– Всё… хорошо, не волнуйся, – попытался успокоить её парнишка.
– Скажи мне, чего мы ждём, Энаиф?
– Если нападающие смогут пробраться к нам, диссини, я должен сжать этот камень, – и он пошевелил зажатой в кулак левой рукой. – Только… силы убывают, и хочется спать.
– Почему же ты не жмёшь его сейчас?!
– Не жму… место, нужно вспомнить другой камень… огненные леддары! – выругался он, заметив, как появился разрез в стенке шатра, и чьё-вто тело тут же заслонило его.
– Вспоминай, миленький, – прошептала ему девушка и рукой, которой обнимала парня, помогла сжать его слабеющий левый кулак.
Сначала Лаатая услышала, что исчез шум схватки, потом почувствовала, что они проваливаются в пустоту, окружившую их разноцветными вихрями, от страха крепко зажмурила глаза, ещё крепче прижала к себе Энаифа и узел с позвякивающим содержимым и начала возносить молитву Милостивой Владелице Янтарных Чертогов.
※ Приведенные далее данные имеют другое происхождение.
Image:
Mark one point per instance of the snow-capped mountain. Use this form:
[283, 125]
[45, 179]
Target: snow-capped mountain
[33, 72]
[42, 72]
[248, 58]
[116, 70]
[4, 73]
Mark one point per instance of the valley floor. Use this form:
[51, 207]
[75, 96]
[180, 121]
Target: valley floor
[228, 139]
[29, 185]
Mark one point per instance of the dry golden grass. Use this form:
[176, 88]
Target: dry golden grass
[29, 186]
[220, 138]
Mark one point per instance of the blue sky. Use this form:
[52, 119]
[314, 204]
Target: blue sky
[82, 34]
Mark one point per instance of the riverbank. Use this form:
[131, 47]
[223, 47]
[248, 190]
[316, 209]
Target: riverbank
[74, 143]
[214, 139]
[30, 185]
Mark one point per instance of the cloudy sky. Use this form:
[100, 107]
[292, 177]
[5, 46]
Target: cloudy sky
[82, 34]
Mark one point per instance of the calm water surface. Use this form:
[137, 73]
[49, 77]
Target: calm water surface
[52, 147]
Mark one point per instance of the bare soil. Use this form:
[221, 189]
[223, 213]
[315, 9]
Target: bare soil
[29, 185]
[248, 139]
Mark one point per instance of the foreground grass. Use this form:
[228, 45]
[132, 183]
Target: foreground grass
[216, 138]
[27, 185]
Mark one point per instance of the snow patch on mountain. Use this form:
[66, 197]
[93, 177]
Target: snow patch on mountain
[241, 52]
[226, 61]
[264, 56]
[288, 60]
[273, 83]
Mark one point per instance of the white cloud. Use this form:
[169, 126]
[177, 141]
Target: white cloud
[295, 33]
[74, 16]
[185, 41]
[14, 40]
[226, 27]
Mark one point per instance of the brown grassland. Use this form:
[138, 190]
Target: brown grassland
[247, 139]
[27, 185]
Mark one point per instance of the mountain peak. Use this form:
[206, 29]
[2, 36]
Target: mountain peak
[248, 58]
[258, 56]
Запах. Сначала Лаатая поняла, что изменился запах. К слаковато–железистому духу крови раненого присоединились и другие. И все их перебивал один… тот самый, любимый, знакомый с детства, и всё же неуловимо другой. Соль. Водоросли. Вода. Много воды. Звук. Звук степенного морского прибоя. Неужели море?! Девушка стянула мешающую наарнету и открыла глаза. В свете огромной, почти полной луны, она смогла рассмотреть угадываемую бескрайнюю морскую даль с неизменной серебристой дорожкой до самого горизонта, которую ласкали мелкие барашки игривых волн. Повернув голову в другую сторону, откуда слышались пронзительные крики неизвестных животных и птиц, Лаатая смогла разглядеть только тревожную темноту, к западу возвышающуюся почти на четверть горизонта и понижающуюся к востоку до уровня привычного леса.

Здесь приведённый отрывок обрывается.